Zscaler’s ThreatLabZ researchers found in a forensic analysis that the threat, which has been targeting users' bank accounts since 2011, has stepped up its attacks on major European banks, with the most activity observed in the UK, Italy, Denmark and Turkey.
Named Shylock initially because of random excerpts from Shakespeare’s Merchant of Venice included in its binary, the Caphaw/Shylock trojan is a financial malware attack that functions similarly to the Carberp, Ranbyus, and Tinba threats, and it uses stealth tactics to infiltrate its victims.
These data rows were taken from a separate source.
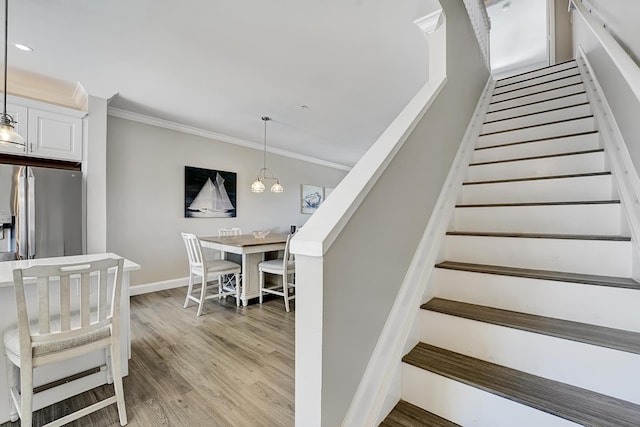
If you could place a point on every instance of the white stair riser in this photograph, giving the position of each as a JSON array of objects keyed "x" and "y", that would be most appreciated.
[
  {"x": 536, "y": 80},
  {"x": 529, "y": 90},
  {"x": 607, "y": 258},
  {"x": 541, "y": 190},
  {"x": 550, "y": 166},
  {"x": 469, "y": 406},
  {"x": 539, "y": 148},
  {"x": 606, "y": 306},
  {"x": 600, "y": 219},
  {"x": 539, "y": 118},
  {"x": 537, "y": 73},
  {"x": 543, "y": 131},
  {"x": 537, "y": 354},
  {"x": 537, "y": 107},
  {"x": 544, "y": 96}
]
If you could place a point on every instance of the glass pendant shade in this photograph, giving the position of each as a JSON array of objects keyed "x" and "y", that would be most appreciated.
[
  {"x": 257, "y": 186},
  {"x": 277, "y": 187},
  {"x": 8, "y": 134}
]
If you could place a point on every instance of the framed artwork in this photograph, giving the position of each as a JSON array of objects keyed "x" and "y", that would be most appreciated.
[
  {"x": 209, "y": 193},
  {"x": 311, "y": 198}
]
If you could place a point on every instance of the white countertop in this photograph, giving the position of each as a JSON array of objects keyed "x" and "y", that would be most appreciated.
[{"x": 7, "y": 267}]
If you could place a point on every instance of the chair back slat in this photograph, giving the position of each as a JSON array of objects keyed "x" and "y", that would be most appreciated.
[
  {"x": 194, "y": 251},
  {"x": 102, "y": 296},
  {"x": 43, "y": 305},
  {"x": 65, "y": 303},
  {"x": 287, "y": 256},
  {"x": 85, "y": 299}
]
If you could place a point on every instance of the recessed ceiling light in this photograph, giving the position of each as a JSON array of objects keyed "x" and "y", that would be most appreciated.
[{"x": 23, "y": 47}]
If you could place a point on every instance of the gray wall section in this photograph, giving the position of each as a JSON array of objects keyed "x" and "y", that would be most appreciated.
[
  {"x": 625, "y": 106},
  {"x": 145, "y": 193},
  {"x": 365, "y": 265}
]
With Shylock, however, cybercriminals have developed customized financial fraud capabilities for the malware, including an improved methodology for injecting code into additional browser processes to take control of the victim's computer, and an improved evasion technique to prevent malware scanners from detecting its presence.
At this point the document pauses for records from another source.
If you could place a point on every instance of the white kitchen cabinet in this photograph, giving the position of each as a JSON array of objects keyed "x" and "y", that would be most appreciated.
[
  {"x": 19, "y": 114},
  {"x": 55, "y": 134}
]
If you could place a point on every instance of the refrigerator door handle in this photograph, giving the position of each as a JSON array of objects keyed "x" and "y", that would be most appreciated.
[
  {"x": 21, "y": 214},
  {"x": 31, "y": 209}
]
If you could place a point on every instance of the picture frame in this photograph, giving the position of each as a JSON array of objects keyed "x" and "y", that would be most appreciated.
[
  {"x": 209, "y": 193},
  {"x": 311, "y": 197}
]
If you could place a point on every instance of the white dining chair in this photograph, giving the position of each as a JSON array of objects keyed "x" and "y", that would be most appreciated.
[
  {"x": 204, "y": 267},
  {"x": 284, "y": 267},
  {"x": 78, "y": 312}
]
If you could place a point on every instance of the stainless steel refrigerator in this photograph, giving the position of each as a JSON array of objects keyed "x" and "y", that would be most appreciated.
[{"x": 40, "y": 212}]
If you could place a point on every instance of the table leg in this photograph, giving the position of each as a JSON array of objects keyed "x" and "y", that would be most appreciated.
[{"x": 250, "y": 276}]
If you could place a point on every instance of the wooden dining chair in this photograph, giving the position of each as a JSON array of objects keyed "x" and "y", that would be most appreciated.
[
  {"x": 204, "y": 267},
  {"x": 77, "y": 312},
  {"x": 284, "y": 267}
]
One nasty feature of the malware is a sophisticated watchdog service that allows it to resist removal attempts and restore operations.
While Zscaler has been thus far unable to identify the initial infection vector for this round of attacks, researchers believe it is more than likely arriving as part of an exploit kit honing in on vulnerable versions of Java.
Once in, Caphaw avoids local detection by injecting itself into legitimate processes such as explorer.exe or iexplore.exe, while simultaneously obfuscating its phone home traffic through the use of Domain Generated Algorithm created addresses using Self Signed SSL certificates, Zscaler noted in a blog, which limits the ability of traditional network monitoring solution to dissect the packets on the wire for any malicious transactions.
Other stealth approaches are in effect when it comes to the command and control (CnC) server. “The large number of potential rendezvous points with randomized names makes it extremely difficult for investigators and law enforcement agencies to identify and take down the CnC infrastructure,” said the researchers. “Furthermore, by using encryption, it adds another layer of difficulty to the process of identifying and targeting the command and control assets.”
The firm found that several major banks' sites were actively being monitored by the infection primarily to seek out the victim's online banking credentials, including Bank of Scotland; Barclays Bank; First Direct; Santander Direkt Bank AG; First Citizens Bank; Bank of America; Bank of the West; Sovereign Bank; Co-operative Bank; Capital One; Chase Manhattan; Citi Private Bank; Comerica Bank; E*Trade Financial; Harris Bank; Intesa Sanpaolo; Regions Bank; SunTrust; Bank of Ireland Group Treasury; U.S. Bancorp; Banco Mercantil, S.A.; Varazdinska Banka; Wintrust Financial; and Wells Fargo Bank.